Vox Political: Corbyn Aid Says Companies Should Give Workers Shares

Last Thursday, Mike ran an article from that day’s Guardian, which reported that one of the Corbynistas in the Labour party, John McDonnell, had recommended that Labour should give employees the right to request their bosses to give them shares in their company. He also stated that employees should also have the right to buy out companies that are being dissolved, sold or floated on the stockmarket first before they are offered elsewhere.

This was after Corbyn had stated that companies should be prevented from paying their workers poverty wages while their bosses awarded themselves vast pay rises by limiting the amount management could pay themselves beyond those of their employees.

Mike stated of the proposal to extend workers’ ownership and co-operative control

These are plans that would succeed. Employment would stop being a trap, forcing people to slave for the enrichment of others while being forced to claim state benefits themselves; the government would pay out fewer in-work benefits as wages rise, meaning taxes could be diverted to other causes or cut altogether; and there would be much less of the old “us v them” enmity supported by our “divide and conquer” Conservatives.

The article’s at http://voxpoliticalonline.com/2016/01/21/another-great-idea-a-labour-government-would-let-employees-own-shares-in-companies/ Go and read it.

Mike’s quite right. Germany and Austria have had workers in the boardroom and forms of workers’ control since the 1920s. They’ve been immensely successful, and have no doubt contributed to those countries’ stable, prosperous economies and the ‘social peace’ that has existed there. I’ve no doubt that when Corbyn and McDonnell made these speeches, there were splutterings of ‘Communism!’ and ‘Cultural Marxism!’ by right-wing blowhards, who know little of either. In point of fact, the German and Austrian Communist parties cordially hated workers being given power while the economy remained capitalist. This betrayed the working class, they claimed, by giving them a stake in the capitalist economy, thus preventing their radicalisation. It was part of the process by which Social Democratic leaders hoodwinked and betrayed the workers into supporting capitalism, rather than rising up and overthrowing it. Proper Communists, at least at that time, were much more in favour of letting capitalism become as predatory, rapacious and exploitative as possible in the hope that this would radicalise more members of the working class, who would then revolt and overthrow the capitalist system.

Furthermore, Maggie Thatcher attempted to make capitalism popular by spreading share ownership. She did so by making a percentage of the shares in the firms she privatised available to small investors, including their workers. Ten or twenty years after she did so, these shares had, of course, nearly all been gobbled up by the big capitalists. Nevertheless, this raises the questions: if it’s fine for Maggie Thatcher to offer shares in private industry to the workers, who were employed in them, then why, under the same logic, is it wrong for Corbyn and Labour to do so? After all, if the objective is to make employees work harder and be more loyal because they actually have a stake in those companies, then this should be a worthy goal no matter which government is in power. Correct?

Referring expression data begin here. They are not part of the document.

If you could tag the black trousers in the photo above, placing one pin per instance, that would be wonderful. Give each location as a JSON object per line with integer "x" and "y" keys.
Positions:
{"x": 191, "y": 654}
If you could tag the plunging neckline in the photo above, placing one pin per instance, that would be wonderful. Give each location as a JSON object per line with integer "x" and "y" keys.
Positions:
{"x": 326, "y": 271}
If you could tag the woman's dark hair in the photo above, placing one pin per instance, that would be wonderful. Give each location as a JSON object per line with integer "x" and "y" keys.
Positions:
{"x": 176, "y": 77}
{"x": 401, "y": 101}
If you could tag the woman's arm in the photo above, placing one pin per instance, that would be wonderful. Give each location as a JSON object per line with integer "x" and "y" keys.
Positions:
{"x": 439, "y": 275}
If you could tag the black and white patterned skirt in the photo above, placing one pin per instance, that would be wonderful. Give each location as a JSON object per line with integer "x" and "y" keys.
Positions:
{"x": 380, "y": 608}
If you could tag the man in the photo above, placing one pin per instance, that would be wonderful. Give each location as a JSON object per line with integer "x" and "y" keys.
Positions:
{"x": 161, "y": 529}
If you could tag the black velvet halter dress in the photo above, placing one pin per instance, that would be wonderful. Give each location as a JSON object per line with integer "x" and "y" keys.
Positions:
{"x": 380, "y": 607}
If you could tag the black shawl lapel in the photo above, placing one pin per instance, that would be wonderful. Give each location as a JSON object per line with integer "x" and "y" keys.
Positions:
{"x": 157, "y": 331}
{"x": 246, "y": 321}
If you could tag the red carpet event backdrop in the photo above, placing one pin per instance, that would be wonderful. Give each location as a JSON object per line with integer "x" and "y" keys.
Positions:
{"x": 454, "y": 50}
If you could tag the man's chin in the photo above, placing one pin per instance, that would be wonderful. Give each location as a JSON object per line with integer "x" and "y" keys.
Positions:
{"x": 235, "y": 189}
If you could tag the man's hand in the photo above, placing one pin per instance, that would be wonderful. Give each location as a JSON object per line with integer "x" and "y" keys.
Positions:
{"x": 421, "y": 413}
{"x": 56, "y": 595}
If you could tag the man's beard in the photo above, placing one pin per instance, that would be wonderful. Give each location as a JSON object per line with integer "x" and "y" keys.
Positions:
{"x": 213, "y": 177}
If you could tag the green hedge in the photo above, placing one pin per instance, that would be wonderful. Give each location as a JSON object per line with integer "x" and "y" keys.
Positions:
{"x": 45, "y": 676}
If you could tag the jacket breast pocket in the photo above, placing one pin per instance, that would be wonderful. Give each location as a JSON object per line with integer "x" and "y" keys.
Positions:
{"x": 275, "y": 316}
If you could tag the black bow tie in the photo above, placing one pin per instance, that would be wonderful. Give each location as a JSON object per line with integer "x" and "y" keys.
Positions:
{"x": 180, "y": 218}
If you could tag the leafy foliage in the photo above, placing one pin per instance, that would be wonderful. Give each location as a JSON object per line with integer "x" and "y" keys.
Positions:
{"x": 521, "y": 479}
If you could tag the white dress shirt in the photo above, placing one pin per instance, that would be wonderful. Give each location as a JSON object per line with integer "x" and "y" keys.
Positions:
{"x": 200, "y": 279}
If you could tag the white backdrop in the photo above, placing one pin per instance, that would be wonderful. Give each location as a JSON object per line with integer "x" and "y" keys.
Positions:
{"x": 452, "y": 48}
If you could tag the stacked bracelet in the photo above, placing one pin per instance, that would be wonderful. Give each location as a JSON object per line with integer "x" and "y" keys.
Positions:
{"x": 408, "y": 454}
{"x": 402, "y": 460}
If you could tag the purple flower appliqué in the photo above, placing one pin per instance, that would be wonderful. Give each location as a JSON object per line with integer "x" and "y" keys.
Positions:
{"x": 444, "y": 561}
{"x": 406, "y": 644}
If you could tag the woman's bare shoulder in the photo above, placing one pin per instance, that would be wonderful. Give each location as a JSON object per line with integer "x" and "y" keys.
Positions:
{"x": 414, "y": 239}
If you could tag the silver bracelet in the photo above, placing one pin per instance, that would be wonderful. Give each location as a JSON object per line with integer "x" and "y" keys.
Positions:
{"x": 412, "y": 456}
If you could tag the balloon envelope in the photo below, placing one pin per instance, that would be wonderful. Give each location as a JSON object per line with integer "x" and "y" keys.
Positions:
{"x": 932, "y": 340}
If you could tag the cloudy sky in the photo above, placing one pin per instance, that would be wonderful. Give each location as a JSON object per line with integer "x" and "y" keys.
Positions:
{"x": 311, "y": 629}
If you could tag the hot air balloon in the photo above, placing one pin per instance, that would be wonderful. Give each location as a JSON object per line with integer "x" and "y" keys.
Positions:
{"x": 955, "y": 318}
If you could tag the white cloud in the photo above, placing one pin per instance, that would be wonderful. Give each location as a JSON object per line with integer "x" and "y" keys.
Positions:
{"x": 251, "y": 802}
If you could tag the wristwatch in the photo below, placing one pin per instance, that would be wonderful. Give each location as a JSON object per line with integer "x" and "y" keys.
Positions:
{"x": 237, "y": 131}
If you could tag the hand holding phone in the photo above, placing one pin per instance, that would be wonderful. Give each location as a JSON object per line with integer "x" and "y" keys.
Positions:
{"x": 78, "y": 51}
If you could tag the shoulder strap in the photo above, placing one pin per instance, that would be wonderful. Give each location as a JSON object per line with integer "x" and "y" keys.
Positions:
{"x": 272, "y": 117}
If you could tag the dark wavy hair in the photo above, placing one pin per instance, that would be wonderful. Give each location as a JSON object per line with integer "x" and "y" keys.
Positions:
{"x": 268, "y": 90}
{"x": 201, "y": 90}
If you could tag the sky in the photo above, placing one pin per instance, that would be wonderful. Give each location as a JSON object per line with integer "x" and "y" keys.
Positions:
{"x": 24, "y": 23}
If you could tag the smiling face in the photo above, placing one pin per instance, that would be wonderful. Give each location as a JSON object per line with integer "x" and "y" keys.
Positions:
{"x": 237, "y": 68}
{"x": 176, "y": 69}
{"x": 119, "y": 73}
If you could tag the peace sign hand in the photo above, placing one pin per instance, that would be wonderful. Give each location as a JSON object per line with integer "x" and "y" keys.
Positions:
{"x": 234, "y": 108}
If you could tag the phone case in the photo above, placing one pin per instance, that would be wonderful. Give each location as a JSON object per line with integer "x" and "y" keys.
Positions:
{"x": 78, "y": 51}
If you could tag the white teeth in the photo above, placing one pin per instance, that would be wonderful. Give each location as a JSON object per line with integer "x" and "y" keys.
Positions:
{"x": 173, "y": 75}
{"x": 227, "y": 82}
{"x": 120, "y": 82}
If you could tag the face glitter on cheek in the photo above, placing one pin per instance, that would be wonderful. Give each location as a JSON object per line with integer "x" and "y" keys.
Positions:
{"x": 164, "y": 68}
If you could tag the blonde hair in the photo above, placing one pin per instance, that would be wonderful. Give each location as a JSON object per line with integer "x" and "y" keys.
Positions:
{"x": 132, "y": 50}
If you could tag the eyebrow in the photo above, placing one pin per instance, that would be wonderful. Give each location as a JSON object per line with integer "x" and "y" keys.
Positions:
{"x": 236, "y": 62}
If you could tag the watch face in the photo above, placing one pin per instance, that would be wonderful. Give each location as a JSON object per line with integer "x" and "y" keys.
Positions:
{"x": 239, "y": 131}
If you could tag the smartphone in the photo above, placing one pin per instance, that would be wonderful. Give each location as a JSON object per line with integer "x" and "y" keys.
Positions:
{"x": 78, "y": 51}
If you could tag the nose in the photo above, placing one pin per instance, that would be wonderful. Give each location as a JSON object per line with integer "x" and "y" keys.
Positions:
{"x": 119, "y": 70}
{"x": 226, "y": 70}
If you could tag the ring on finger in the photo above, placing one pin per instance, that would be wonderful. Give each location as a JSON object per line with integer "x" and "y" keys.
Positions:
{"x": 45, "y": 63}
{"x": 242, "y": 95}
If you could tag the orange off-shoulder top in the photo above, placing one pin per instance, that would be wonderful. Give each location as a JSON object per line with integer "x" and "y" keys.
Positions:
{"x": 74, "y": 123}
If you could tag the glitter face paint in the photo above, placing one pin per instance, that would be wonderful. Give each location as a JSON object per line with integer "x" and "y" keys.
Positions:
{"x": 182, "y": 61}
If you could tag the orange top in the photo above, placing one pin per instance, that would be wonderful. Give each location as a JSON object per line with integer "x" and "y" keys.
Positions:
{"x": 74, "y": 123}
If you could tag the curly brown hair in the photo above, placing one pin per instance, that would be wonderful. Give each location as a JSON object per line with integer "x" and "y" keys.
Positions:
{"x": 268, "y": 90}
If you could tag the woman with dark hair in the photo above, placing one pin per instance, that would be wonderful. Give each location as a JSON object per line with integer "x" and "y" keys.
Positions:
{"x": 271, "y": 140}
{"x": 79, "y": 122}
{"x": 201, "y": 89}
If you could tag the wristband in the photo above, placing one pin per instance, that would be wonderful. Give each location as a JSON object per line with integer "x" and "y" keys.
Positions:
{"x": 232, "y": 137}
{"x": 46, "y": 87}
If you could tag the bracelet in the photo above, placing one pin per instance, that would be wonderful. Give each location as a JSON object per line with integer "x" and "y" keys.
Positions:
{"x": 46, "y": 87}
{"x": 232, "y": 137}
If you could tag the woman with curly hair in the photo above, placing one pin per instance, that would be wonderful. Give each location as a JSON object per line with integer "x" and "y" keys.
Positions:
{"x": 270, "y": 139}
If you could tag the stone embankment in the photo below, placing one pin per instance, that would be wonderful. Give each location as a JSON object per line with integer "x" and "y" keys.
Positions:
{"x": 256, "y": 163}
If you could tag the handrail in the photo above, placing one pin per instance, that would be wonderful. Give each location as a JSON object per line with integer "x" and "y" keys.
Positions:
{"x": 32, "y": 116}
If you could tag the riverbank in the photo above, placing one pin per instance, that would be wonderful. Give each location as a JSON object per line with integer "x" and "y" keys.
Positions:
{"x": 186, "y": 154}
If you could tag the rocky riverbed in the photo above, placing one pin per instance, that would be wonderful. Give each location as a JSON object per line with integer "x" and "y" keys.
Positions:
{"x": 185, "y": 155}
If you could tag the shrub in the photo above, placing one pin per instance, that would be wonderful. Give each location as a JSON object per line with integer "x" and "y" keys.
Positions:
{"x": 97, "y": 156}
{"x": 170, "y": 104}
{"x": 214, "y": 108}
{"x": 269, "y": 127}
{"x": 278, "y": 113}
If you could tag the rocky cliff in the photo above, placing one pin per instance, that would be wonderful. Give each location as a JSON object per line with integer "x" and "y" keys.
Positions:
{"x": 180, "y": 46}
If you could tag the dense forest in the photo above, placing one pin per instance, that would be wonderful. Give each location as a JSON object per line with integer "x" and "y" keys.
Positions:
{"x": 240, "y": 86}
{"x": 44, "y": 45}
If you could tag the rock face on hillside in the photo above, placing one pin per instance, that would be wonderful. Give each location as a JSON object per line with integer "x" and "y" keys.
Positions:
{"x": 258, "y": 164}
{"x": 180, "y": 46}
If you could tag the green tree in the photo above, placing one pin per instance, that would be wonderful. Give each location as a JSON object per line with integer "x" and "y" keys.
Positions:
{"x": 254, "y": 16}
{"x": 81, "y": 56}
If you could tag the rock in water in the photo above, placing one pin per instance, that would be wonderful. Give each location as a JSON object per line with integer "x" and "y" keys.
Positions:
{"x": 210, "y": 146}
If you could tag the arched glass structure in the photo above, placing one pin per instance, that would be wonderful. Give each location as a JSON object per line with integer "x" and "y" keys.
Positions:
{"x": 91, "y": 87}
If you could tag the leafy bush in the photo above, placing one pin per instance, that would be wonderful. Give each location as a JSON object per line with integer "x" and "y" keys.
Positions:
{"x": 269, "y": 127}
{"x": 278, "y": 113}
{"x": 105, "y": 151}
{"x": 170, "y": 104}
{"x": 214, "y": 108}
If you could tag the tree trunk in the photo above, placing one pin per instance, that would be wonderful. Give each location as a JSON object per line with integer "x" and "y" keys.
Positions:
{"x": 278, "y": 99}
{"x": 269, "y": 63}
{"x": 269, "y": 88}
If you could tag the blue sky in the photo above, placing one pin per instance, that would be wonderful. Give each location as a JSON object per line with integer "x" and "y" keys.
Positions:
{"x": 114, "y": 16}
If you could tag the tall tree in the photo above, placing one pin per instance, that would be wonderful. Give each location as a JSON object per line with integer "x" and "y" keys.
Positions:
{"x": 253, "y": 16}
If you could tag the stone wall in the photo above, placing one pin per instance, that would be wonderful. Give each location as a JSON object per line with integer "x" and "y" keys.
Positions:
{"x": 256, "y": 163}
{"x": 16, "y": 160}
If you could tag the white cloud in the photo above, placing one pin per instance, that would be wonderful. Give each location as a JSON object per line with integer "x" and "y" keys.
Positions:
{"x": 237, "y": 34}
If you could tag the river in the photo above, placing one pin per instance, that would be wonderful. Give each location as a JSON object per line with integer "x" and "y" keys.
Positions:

As for workers having first refusal to buy out firms when they’re being sold off, this has been done in Argentina. There workers were given the option to buy and turn into co-operatives companies that were going to be shut down. I’ve put up here documentaries on them, one of which included Naomi Wolf as one of the talking heads. Although the vast majority have since been returned to capitalist ownership, it did save many firms. The proposal is essentially a sound one. If it’s turned down or sneered at, then this shows that the Tories and the capitalist class have absolutely no interest in creating a prosperous economy or jobs, but simply lining their own pockets at the expense of their employees.

And laws preventing company bosses from paying themselves excessively high wages beyond the rest of their employees have been in place in Japan since forever and a day. They were introduced by the ruling Liberal Democratic Party as part of their programme to create a harmonious, middle class society governed by the social consensus and which avoided creating social stress through excessively polarised incomes. Nobody was to be too rich, or too poor.

Japan is a very authoritarian society, with a lot wrong with it. It is extremely sexist and women are very definitely seen as belonging in the home. There is little welfare provision, which has become a major issue as increasing numbers of Japanese have been thrown out of work by the long-running economic crisis. There is also an element of racism in Japanese political culture. Only full-blooded Japanese have full civil rights. This means that the descendants of Korean immigrants or prisoners of war, that have been there for three generations, are effectively excluded from mainstream Japanese society. But their concern to ensure social harmony through limiting excessive management pay and fostering solidarity between management and workers is a good one, and doubtless has also contributed to Japan becoming one of the world’s strongest economies, apart from their reputation for quality products and hard work.

Corbyn and McDonnell have thus recommended policies that should lead to the revival of British industry, and which also have their echoes schemes put into practice by the political Right. There is thus little good reason to reject them.